An endless task, simply to describe the tree as it is right now. And who knows, a lightning bolt may destroy it tomorrow.

Art, like any other human endeavor, is only another human attempt to hold back the violence of time. Doomed from the beginning.

And realism dissolves into a more or less arbitrary decision to look at reality from a certain vantage point and declare with the confidence of a frightened five-year-old, “This is Reality!”

So we take shortcuts. Suggest the texture of the bark and hope nobody looks too closely — while at the same time praying ardently that somebody will look too closely.

In the case of poetry, this suggests a renunciation of all claims to strict realism in the name of a higher realism — or to put it more directly, a move from a realistic style to a mythical one. Myth expresses something more enduring than the individual personality. An individual human being’s life is full of the most idiotic stupidities, idiosyncrasies, and “realistic” contingencies… but the myth an individual is consciously or unconsciously living out endures and repeats itself, always wearing the fashion and prejudices of whatever century it happens to be.

In the mode of myth, poetry accesses the deep structure of human reality.

Lately I’ve been working my way through the poems of Anne Sexton — taking things slowly, no more than five or six pages a day. Reading all the poems at least twice. Aloud, silently, working in a (currently half-articulate) way to understand how the poems comment on each other and form a (roughly) coherent whole. (It’s worthwhile to read other poets the way we ourselves would like to be read.) Some of the poems have delighted or intrigued me enough to warrant several rereadings — either on account of their brilliant imagery and playfulness, as in “Venus and the Ark,” their beautiful misery, like with “Unknown Girl in the Maternity Ward,” or their suggestion of unnamable horror, which we find in “What’s That.”

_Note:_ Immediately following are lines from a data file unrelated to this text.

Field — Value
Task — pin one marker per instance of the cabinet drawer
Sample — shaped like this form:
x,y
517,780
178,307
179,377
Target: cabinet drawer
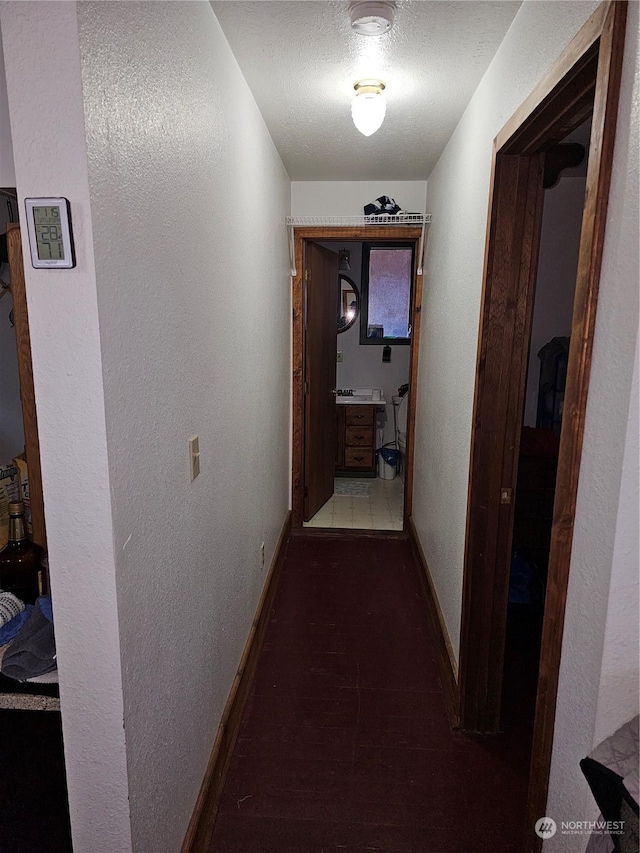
x,y
359,436
360,415
358,457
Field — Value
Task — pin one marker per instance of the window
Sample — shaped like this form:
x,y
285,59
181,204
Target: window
x,y
387,279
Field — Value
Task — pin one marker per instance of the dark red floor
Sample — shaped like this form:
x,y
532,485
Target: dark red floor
x,y
345,744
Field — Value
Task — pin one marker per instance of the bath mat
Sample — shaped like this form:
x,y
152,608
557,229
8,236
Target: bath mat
x,y
353,488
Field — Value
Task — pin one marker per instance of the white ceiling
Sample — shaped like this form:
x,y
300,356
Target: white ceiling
x,y
301,59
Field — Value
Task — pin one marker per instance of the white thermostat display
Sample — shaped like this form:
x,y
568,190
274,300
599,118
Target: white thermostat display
x,y
50,237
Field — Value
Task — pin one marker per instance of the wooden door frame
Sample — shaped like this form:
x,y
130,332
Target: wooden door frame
x,y
584,81
359,234
18,290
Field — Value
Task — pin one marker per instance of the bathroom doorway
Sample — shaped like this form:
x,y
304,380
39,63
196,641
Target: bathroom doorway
x,y
351,413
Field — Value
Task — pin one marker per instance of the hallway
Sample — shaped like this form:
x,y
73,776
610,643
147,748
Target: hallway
x,y
345,743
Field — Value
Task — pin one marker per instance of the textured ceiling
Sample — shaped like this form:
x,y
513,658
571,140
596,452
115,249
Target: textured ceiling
x,y
301,59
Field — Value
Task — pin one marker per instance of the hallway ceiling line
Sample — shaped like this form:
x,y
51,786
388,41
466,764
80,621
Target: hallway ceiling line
x,y
301,59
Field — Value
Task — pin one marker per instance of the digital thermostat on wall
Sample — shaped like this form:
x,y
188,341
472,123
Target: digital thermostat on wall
x,y
50,236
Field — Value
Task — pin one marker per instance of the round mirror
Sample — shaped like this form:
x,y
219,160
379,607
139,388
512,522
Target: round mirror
x,y
348,303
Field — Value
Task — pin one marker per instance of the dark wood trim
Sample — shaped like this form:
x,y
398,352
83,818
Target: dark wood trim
x,y
584,80
361,234
446,656
517,135
346,533
25,375
603,131
201,825
500,381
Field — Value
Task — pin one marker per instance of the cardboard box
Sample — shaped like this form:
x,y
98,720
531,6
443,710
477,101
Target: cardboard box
x,y
9,491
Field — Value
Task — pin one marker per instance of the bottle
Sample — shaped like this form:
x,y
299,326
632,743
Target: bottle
x,y
20,559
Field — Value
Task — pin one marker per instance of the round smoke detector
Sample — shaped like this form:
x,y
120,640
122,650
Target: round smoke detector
x,y
371,17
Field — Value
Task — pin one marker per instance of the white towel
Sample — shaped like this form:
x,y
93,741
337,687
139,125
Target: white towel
x,y
10,607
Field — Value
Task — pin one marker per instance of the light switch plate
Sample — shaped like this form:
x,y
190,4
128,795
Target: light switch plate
x,y
194,456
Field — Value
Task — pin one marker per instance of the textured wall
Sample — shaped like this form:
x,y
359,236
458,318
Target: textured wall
x,y
11,436
458,191
457,196
188,199
598,687
47,123
7,170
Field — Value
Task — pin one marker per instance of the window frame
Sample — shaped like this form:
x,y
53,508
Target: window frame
x,y
364,291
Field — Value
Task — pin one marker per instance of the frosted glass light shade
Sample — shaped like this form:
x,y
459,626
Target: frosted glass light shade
x,y
368,108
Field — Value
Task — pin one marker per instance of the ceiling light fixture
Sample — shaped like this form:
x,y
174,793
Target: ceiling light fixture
x,y
371,17
368,106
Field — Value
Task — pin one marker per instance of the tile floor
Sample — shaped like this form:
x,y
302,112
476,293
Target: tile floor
x,y
381,510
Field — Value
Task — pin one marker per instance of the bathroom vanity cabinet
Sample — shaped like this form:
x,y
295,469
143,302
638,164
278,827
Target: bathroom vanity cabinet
x,y
356,441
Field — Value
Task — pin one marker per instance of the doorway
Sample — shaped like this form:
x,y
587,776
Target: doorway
x,y
584,80
310,425
564,186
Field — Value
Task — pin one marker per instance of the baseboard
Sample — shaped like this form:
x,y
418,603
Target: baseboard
x,y
200,829
446,658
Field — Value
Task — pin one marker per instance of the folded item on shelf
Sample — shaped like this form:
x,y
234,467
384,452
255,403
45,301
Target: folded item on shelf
x,y
13,628
33,651
10,607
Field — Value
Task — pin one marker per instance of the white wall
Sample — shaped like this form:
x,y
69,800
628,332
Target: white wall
x,y
457,197
458,192
189,199
556,280
11,434
598,688
348,198
11,429
180,326
7,170
47,123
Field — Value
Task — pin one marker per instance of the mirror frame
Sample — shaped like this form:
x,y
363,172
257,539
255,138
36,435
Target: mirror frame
x,y
356,315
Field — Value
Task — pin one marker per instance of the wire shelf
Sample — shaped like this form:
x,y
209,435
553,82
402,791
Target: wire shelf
x,y
358,221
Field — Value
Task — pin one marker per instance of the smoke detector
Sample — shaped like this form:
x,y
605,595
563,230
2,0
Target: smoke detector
x,y
371,17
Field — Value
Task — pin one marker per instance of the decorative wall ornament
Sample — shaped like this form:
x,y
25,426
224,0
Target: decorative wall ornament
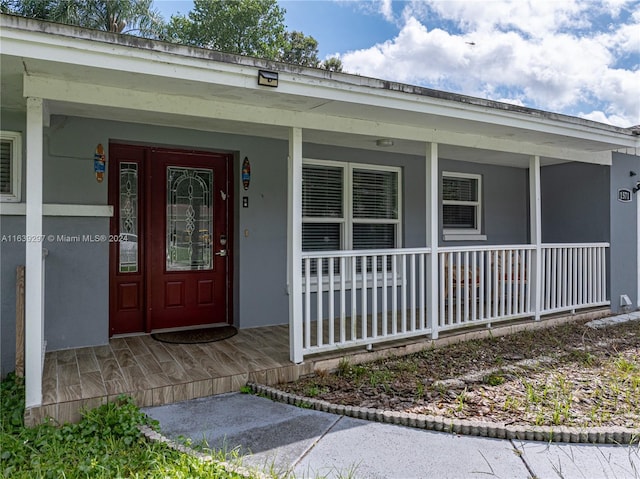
x,y
99,161
246,173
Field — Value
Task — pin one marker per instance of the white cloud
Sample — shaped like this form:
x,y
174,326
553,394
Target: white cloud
x,y
554,55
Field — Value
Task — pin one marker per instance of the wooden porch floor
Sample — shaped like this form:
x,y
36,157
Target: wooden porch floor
x,y
156,373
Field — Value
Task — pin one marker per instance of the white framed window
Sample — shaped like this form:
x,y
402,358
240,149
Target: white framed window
x,y
461,206
350,206
10,165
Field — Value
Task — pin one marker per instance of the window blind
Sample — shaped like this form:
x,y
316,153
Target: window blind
x,y
459,189
5,167
322,191
375,194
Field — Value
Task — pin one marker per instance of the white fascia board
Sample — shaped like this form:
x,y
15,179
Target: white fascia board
x,y
69,50
54,209
129,99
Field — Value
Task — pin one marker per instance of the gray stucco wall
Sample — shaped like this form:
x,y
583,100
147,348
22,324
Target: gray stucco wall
x,y
575,203
624,261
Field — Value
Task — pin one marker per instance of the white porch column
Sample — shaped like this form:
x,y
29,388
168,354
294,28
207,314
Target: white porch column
x,y
432,203
535,218
294,244
34,287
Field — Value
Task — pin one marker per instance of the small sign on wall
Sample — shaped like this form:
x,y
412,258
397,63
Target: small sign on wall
x,y
624,195
246,173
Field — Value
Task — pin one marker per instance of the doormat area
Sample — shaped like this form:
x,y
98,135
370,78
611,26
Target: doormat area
x,y
196,336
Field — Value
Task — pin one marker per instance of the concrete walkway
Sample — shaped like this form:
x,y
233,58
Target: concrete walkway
x,y
282,438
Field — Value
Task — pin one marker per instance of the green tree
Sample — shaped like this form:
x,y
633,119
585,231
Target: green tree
x,y
333,64
300,49
246,27
120,16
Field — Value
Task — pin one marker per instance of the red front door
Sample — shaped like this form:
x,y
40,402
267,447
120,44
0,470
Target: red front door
x,y
171,249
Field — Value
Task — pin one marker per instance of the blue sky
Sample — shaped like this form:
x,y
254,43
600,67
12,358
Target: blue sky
x,y
578,57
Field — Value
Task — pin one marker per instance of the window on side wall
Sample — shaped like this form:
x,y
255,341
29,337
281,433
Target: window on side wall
x,y
349,206
462,206
10,163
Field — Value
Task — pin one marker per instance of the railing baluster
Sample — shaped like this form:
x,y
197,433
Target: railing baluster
x,y
442,290
319,300
481,305
466,285
473,285
354,298
502,283
394,298
403,296
516,282
307,302
374,296
332,316
422,289
384,291
509,279
580,275
343,305
450,305
363,296
413,290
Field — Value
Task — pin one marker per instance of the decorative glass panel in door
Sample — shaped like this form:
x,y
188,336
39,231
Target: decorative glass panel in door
x,y
128,224
189,219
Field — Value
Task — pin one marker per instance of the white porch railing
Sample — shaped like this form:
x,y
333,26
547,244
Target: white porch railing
x,y
484,284
573,276
353,298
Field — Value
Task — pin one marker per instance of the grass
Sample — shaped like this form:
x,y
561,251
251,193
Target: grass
x,y
106,443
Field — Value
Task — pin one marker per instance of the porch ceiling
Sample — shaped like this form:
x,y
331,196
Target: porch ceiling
x,y
464,132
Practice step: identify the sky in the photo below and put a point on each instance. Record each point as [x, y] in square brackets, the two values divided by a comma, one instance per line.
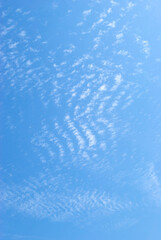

But the one that’s intrigued me the most, both because of its overt mythical method and for its suggestive but understated take on the myth in question, is “Where I Live in this Honorable House of the Laurel Tree.”

The poem reflects on the myth of Daphne and Apollo. In the myth, Apollo provokes the wrath of Eros, god of love — who pierces him with a golden arrow that causes him to fall in love with the nymph Daphne, while also striking Daphne with a lead arrow that fills her with repugnance toward the god. Apollo makes advances, is refused, continues making advances, is refused again, and eventually pursues Daphne through the forest. The pursued Daphne, unable to escape, begs her father (the river god Peneus) to protect her — so daddy turns the terrified woman into a laurel tree.

At which time Apollo decides he likes laurel trees and is going to honor them forever. Go figure.

Sexton’s “Laurel Tree” is a monologue spoken by Daphne, centuries after the pursuit and her metamorphosis. Apollo himself is gone by now, perhaps vanished from the earth with the old gods — Sexton’s Daphne tells Apollo “you are gone in time.” Though crowned in the honorable laurel, Daphne appears to regret her fate: “Too late/to wish I had not run from you, Apollo,/blood moves still in my bark bound veins.”

There’s not necessarily any need to read this poem as that of a married woman pining for freedom. Nor is there any need for us to suppose that Daphne’s trying to tell us she secretly enjoyed Apollo’s aggressive (even illicit) pursuit. Probably all this means is that Daphne regrets being trapped in a tree for centuries — much like the suicides found in Dante’s Divine Comedy, condemned to be encased in trees and thrashed with the claws of harpies for eternity.

Anne Sexton died by suicide on October 4, 1974. Maybe it’s the combination of the tree-imagery with the fact that I’m also working my way through Dante at the moment that really made this one stand out in my reading.